In this thesis, three Real System deploying Persistent Memory are proposed.
First one is TensorPRAM, a scalable heterogeneous deep learning accelerator that realizes FPGAbased domain specific architecture, and it can be used for forming a computational array for deep neural networks (DNNs). The current design of TensorPRAM includes a systolic-array hardware, which accelerates general matrix multiplication (GEMM) and convolution of DNNs. Our real system evaluations show that TensorPRAM can reduce the execution time of various DNN workloads, compared to a processor only accelerator and a systolic-array only accelerator by $99%$ and $48%$, on average, respectively.

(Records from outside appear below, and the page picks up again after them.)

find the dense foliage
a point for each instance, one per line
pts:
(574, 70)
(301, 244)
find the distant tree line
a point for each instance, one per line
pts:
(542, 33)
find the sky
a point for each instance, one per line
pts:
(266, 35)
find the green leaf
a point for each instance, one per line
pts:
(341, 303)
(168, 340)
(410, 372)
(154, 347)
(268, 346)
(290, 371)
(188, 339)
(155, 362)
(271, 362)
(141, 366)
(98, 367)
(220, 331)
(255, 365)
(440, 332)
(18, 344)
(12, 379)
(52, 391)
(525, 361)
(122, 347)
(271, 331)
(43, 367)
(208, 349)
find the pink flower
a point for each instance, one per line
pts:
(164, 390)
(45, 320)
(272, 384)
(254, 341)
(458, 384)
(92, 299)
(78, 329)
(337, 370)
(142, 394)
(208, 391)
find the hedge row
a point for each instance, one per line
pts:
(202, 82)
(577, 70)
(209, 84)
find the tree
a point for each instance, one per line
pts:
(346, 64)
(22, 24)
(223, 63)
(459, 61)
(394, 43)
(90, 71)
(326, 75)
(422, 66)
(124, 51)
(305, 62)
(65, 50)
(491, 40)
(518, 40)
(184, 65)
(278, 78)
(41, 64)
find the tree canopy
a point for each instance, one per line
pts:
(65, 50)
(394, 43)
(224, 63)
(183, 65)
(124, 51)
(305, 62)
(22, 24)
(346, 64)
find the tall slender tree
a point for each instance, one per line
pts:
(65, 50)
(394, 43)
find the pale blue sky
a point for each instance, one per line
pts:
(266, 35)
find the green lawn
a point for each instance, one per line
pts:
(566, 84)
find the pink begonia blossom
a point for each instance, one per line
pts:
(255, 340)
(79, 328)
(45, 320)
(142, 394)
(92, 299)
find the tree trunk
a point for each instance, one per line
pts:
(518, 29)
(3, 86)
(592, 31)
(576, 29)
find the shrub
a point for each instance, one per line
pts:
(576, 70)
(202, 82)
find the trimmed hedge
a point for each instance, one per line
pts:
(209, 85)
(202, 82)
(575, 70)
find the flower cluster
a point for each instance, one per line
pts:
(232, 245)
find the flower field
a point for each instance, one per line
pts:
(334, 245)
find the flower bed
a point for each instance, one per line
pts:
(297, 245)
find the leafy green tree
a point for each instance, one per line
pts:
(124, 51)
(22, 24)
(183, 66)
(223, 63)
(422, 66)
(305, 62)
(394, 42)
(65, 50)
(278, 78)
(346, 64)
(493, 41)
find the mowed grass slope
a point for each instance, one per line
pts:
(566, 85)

Second one is LightPC, a lightweight persistence-centric platform that consists of hardware and software subsystems, each being referred to as open-channel PMEM (OC-PMEM) and persistence-centric OS (PecOS). OC-PMEM removes physical and logical boundaries in drawing a line between volatile and non-volatile data structures by unshackling new memory media from conventional PMEM complex. PecOS provides a single execution persistence cut to quickly convert the execution states to persistent information in cases of a power failure, which can eliminate persistent control overhead and make existing software simply transparent to new memories. Our evaluation results show that OC-PMEM can make user-level performance comparable with a DRAM only non-persistent system, while consuming $72%$ lower power and $44.2%$ less energy. LightPC also shortens execution time of diverse HPC and SPEC workloads, compared to traditional orthogonal persistent systems by $1.9×, 7.7×$, on average, respectively. Last one is TrainingCXL that can efficiently process large-scale recommendation datasets in the pool of disaggregated memory while making training fault tolerant with low overhead. To this end, i) we integrate persistent memory (PMEM) and GPU into a cache-coherent domain as Type-2. Enabling CXL allows PMEM to be directly placed in GPU’s memory hierarchy, such that GPU can access PMEM without software intervention. The evaluation shows that TrainingCXL achieves $5.2×$ training performance improvement and $76%$ energy savings, compared to the modern PMEM-based recommendation systems.